# Importing Wikipedia clickstream data into neo4j graph database

## Data

In 2015, Wikipedia started releasing datasets of clickstream counts to Wikipedia articles for research purposes. The project has evolved over time, and as of April 2018 it takes the form of monthly automatic releases in 11 Wikipedia language domains: English, German, French, Spanish, Russian, Italian, Japanese, Portuguese, Polish, Chinese and Persian.

The clickstream datasets contain counts of times someone went to a Wikipedia article from either another Wikipedia article or from some other webpage. The destination Wikipedia article here is called a resource, and the webpage from which the user went to the resource is called a referer. Referers can be another Wikipedia article from the same language domain, a Wikimedia page that is not part of that Wikipedia language domain, a search engine, or some other webpage. If the referer is a Wikipedia article from the same language domain, then the article name is given. If not, then a general referer category is given.

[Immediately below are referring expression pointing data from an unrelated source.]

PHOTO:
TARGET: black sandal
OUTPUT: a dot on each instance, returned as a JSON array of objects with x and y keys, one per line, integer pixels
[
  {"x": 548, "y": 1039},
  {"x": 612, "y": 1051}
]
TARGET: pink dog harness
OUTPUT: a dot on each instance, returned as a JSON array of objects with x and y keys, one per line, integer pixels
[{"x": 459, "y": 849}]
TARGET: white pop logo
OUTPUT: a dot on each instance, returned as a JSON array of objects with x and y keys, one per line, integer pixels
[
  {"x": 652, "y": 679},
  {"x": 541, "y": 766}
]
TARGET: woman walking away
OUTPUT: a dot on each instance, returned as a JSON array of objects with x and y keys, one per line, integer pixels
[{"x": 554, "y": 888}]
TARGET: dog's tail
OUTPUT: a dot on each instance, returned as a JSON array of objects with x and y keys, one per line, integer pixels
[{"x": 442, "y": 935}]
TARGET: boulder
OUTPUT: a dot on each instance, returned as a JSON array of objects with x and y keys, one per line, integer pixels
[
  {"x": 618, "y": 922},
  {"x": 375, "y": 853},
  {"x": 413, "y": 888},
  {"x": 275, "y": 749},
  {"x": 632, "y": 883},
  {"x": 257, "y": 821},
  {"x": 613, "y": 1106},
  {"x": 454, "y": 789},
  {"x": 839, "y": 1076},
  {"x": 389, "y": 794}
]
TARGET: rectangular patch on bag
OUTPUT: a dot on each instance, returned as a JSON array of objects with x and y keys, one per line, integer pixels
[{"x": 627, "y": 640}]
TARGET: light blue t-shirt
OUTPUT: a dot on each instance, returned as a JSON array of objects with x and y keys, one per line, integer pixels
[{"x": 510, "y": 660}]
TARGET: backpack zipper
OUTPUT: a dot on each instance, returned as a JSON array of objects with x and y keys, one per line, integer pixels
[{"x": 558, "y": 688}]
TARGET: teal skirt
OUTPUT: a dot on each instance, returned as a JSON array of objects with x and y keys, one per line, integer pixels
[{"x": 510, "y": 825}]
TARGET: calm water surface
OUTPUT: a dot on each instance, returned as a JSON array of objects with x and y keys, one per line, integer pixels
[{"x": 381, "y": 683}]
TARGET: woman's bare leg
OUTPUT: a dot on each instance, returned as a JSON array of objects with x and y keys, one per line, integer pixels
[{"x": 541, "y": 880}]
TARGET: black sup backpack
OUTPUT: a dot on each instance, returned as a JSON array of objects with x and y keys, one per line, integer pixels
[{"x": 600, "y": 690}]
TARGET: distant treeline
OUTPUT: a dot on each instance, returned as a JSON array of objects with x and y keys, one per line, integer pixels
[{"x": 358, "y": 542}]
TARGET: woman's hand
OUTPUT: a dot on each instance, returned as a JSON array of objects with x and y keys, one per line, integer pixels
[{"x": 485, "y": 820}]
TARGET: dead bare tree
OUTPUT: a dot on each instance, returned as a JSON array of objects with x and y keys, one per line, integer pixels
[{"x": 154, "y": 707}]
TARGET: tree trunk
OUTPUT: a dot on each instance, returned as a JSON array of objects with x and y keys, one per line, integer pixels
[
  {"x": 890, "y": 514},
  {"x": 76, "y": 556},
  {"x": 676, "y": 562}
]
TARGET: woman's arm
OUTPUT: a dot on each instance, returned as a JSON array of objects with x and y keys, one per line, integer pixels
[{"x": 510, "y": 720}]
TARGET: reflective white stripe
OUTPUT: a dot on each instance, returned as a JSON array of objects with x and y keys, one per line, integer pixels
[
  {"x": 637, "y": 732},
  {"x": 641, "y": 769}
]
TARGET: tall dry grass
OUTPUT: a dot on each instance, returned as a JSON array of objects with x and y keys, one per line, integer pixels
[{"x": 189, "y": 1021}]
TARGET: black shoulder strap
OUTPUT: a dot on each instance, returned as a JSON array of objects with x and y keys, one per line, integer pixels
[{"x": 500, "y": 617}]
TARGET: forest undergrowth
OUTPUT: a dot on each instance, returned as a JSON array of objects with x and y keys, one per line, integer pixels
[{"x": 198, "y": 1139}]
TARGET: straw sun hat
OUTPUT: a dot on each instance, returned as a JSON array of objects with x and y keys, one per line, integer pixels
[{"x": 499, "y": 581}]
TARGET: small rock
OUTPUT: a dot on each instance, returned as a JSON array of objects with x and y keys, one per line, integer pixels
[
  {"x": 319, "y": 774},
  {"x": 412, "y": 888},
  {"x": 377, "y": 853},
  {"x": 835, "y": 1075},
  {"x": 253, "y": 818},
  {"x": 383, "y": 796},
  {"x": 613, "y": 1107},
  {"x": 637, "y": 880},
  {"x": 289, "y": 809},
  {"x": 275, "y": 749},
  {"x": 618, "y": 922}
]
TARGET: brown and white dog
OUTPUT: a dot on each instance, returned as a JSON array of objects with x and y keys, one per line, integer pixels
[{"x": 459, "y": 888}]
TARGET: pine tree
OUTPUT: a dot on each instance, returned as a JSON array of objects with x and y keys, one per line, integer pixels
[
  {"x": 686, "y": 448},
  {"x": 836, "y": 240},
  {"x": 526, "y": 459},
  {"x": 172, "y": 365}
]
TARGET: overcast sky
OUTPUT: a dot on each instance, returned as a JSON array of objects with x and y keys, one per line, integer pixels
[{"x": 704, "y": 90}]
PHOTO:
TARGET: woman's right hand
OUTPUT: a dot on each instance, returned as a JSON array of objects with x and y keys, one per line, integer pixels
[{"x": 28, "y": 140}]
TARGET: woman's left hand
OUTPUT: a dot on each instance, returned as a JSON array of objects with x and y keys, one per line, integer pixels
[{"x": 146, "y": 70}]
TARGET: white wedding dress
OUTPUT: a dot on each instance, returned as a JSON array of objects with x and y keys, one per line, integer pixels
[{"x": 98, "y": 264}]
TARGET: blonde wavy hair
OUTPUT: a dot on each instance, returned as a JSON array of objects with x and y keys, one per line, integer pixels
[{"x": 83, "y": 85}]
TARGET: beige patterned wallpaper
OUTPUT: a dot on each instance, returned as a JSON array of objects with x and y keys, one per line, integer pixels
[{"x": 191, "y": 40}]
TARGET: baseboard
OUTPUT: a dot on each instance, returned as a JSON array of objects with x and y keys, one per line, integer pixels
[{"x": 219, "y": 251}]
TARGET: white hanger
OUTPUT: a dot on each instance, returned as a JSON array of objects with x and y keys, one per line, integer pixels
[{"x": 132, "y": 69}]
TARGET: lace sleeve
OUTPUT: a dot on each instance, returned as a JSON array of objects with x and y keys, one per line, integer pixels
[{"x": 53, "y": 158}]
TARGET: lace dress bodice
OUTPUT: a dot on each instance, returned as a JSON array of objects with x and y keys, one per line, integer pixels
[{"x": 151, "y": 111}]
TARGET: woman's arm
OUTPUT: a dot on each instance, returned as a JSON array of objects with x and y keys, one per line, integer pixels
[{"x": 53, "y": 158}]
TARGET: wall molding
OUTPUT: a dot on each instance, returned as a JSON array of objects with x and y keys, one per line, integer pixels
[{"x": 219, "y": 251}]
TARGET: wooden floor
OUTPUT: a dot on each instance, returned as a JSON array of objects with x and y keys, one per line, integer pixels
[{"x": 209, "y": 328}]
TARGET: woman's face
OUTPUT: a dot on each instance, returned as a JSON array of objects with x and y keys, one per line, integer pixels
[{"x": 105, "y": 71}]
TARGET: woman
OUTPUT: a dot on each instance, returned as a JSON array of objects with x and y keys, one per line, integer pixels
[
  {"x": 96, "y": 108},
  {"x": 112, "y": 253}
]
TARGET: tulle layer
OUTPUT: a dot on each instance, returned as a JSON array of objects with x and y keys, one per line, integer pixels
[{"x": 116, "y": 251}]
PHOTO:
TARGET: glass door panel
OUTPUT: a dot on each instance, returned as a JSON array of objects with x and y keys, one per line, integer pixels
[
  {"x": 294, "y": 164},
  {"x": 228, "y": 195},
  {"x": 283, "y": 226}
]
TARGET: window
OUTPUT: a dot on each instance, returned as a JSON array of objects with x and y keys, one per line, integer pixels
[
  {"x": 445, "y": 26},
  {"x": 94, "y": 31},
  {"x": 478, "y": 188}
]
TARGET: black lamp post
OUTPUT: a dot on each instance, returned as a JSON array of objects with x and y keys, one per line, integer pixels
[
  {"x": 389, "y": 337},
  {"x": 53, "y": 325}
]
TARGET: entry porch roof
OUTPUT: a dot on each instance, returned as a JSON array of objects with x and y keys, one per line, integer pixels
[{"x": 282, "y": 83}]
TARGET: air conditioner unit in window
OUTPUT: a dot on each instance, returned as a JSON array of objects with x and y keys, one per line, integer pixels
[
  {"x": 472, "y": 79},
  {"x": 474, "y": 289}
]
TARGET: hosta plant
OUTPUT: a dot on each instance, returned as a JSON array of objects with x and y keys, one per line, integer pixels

**Some examples of the data records:**
1. _Article-to-article data record_  
In the English Wikipedia, the article 'Suki Waterhouse' links to the article 'List of Divergent characters'. In March 2018, users went from the 'Suki Waterhouse' article to the 'List of Divergent characters' article 86 times. This clickstream activity between the two articles is recorded in the 2018-03 English Wikipedia clickstream data release as:  

referer | resource | reference type | count
--- | --- | --- | ---  
Suki_Waterhouse | List_of_Divergent_characters | link | 86

2. _External-source-to-article data record_  
In the English Wikipedia, the article 'Bureau of Investigative Journalism' was visited 18 times during March 2018 from some other Wikimedia page that is not part of the English Wikipedia. This clickstream activity is recorded in the 2018-03 English Wikipedia clickstream data release as:  

referer | resource | reference type | count
--- | --- | --- | ---  
other-internal | Bureau_of_Investigative_Journalism | external | 18

---

The Wikipedia clickstream data shows how users get to Wikipedia articles per language domain. It is a weighted network of articles and external sources, weighted by the number of times users went to a given Wikipedia article from either another Wikipedia article or some other webpage.


**Reference for the raw data:**
- Data source/download: [Wikipeadia clickstream data dumps](https://dumps.wikimedia.org/other/clickstream/)
- Data description: [Research:Wikipedia clickstream](https://meta.wikimedia.org/wiki/Research:Wikipedia_clickstream) 
- The data is released and maintained by the Wikimedia Foundation's [Analytics Engineering team](https://wikitech.wikimedia.org/wiki/Analytics)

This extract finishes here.